Occupational safety of most of Bangladesh's workers is not even talked about let alone ensured, speakers said on the second day of a three-day international conference in the capital yesterday.
Around 80 percent of Bangladesh's labour force is engaged in the construction sector with virtually no safety measures, said Chowdhury Mufad Ahmed, a joint secretary and director of the labour skill development project of the government.
Bangladesh National Building Code (BNBC), containing some considerable provisions for labour safety in the sector, is rarely followed, resulting in frequent accidents, most of which go unreported, he said.
Dhaka Community Hospital Trust jointly with Collegium Ramazzini and Harvard School of Public Health organised the conference on occupational safety in Bangladesh's garment, tannery and construction industries.
“I have been hearing demands for relocation of the Hazaribagh tanneries since 1988 over environmental concerns,” said Chowdhury, “But I have hardly heard any concern for health safety of the labourers who are exposed to a silent death.”

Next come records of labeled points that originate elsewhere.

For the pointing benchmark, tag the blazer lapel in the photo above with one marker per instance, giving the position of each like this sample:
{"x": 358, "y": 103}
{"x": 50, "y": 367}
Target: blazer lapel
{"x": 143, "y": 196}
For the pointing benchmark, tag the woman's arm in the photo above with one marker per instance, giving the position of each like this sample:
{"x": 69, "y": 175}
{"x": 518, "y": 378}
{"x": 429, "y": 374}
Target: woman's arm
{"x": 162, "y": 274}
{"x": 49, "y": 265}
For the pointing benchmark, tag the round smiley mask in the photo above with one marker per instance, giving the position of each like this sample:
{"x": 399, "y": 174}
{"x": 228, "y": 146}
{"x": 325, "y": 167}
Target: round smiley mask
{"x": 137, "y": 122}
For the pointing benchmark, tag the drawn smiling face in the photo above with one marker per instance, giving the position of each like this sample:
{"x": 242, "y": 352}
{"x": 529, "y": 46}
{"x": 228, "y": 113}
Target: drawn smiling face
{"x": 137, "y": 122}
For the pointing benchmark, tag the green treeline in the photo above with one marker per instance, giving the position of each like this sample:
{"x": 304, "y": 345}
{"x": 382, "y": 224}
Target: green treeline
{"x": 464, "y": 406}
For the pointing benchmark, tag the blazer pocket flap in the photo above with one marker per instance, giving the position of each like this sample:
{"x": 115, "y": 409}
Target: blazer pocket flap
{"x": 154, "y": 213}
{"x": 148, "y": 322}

Massive safety lapses and helplessness of readymade garments workers recurrently come to light following accidents like the Rana Plaza collapse and Tazreen factory fire, he said.
Though this sector brought phenomenal economic leaps in the lives of the factory owners, it contributed to women emancipation to a certain degree with a minimal economic empowerment and independence, he said.

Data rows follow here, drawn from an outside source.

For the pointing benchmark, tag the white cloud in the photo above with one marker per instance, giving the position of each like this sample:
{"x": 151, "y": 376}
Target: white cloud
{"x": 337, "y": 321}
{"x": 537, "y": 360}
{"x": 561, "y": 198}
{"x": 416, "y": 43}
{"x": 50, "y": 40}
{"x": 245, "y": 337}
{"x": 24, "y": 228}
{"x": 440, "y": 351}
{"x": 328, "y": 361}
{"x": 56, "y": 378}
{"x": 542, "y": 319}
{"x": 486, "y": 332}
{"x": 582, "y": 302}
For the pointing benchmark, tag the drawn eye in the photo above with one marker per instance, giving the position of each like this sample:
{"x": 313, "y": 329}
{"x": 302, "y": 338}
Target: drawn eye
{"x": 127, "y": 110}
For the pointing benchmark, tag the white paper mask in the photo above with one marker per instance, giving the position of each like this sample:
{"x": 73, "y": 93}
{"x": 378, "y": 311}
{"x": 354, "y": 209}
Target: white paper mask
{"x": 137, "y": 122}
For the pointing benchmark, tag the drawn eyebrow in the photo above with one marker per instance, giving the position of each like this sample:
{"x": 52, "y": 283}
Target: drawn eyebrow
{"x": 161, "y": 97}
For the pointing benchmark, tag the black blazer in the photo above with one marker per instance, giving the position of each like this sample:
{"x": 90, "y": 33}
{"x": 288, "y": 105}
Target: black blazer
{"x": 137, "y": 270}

Eighty percent of Bangladesh's 4.5 million readymade garment (RMG) workers are women while the country is the world's second largest garment exporter with $21.5 billion in earnings in the fiscal year.

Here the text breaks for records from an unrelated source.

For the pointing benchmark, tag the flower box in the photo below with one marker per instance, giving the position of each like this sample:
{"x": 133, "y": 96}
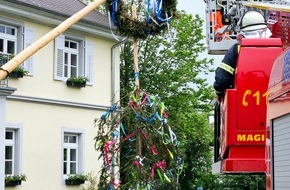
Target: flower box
{"x": 74, "y": 182}
{"x": 13, "y": 183}
{"x": 77, "y": 81}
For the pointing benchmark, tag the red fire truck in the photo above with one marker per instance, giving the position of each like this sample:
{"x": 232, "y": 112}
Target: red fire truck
{"x": 252, "y": 123}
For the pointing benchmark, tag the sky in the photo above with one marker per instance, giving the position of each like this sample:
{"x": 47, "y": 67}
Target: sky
{"x": 198, "y": 7}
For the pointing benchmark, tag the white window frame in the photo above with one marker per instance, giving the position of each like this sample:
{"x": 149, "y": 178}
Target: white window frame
{"x": 23, "y": 38}
{"x": 69, "y": 52}
{"x": 8, "y": 37}
{"x": 17, "y": 143}
{"x": 85, "y": 60}
{"x": 79, "y": 133}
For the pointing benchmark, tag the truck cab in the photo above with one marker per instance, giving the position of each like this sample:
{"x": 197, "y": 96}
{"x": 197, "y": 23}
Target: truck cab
{"x": 240, "y": 118}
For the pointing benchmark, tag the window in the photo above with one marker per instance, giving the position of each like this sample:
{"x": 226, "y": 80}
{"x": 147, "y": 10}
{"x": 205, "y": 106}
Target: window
{"x": 13, "y": 146}
{"x": 73, "y": 57}
{"x": 9, "y": 152}
{"x": 14, "y": 39}
{"x": 70, "y": 154}
{"x": 72, "y": 157}
{"x": 8, "y": 43}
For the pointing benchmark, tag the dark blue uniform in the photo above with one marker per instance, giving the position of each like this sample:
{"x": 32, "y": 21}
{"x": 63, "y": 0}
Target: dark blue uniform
{"x": 225, "y": 73}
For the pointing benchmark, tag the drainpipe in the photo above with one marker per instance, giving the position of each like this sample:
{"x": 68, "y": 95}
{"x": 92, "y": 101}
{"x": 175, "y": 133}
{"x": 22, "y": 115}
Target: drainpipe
{"x": 113, "y": 69}
{"x": 113, "y": 91}
{"x": 4, "y": 92}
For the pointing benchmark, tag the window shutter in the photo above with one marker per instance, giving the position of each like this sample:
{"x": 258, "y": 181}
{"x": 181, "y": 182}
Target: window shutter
{"x": 89, "y": 62}
{"x": 59, "y": 58}
{"x": 28, "y": 40}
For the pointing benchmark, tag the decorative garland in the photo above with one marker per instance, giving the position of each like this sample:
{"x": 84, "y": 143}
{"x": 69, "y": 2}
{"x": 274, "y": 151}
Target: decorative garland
{"x": 152, "y": 18}
{"x": 158, "y": 161}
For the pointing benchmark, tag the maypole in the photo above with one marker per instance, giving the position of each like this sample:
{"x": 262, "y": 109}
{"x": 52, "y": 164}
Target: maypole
{"x": 34, "y": 47}
{"x": 139, "y": 132}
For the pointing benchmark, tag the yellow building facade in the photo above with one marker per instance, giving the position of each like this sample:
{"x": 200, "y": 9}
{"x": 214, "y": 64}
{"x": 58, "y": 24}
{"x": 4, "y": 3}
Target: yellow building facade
{"x": 49, "y": 126}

In 1985, the wealthiest five percent of Bangladesh's population owned 1.8 percent of the nation's wealth and it increased to 25 percent by the year 2010. Meanwhile, the poorest five percent owned only 0.8 percent by 2008, said Chowdhury referring to economic disparity.
Mahbub Jamil, former adviser to a caretaker government, said, “We should support our workers who have made what we are today.”
The RMG sector occupies public attention most of the time due to massive accidents leaving occupational safety concern for workers in construction, pharmaceuticals, ship building and chemical industries in oblivion, he said.
Prof h. c. D. I. Karl-Heinz Noetel, vice president of Germany-based International Social Security Association, and Quazi Quamruzzaman, chairman of Dhaka Community Hospital Trust, also spoke.